The frequency of wrongful convictions, overly-brutal sentences and the very pressures (financial and sociological) that drive one to crime are all very much harshest against those of the 'black' race due to many things in the past trickling down generations.

The gap between whites and blacks of average income, education quality and stuff like that is getting worse (but obviously not 'worse' than literal slavery) as time goes by. The less opportunity they have, the more pressures there are to become a criminal to ever be more than a blue collar worker for life on a dirt-cheap wage that can barely uphold themselves, let alone their families, especially if relatives get sick.

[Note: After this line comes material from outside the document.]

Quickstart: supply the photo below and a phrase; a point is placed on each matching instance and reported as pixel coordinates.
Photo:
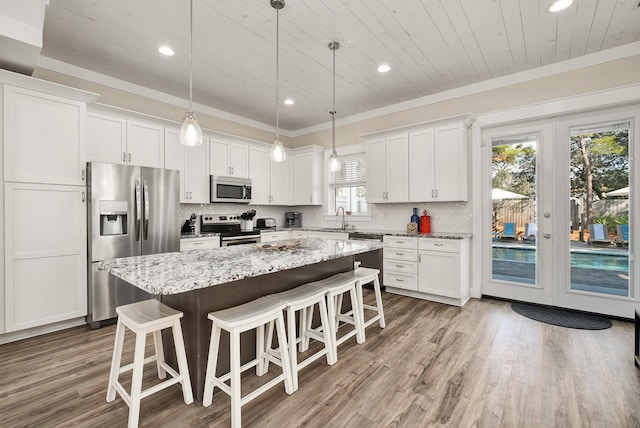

It's also the case that generally speaking, caucasians in poverty have somehow got distant relatives to help them out, however I am not suggesting that they have it 'easier' by a large margin at all. The issue is that the system is overall rigged against blacks because due to all the things I've mentioned there is a bias against people of that ethnicity that says they are more likely to have done crimes (since they're more commonly driven towards it as they are desperate for money and have far less opportunity to get it). This bias runs deep in both mentality of not hiring and promoting them as well as convicting them of crimes.

This is the core thing that needs to be altered in MANY 'white' countries that previously enslaved and continually discriminated against blacks in recent generations. The effect is still being had on blacks alive today and that is what needs to be stopped.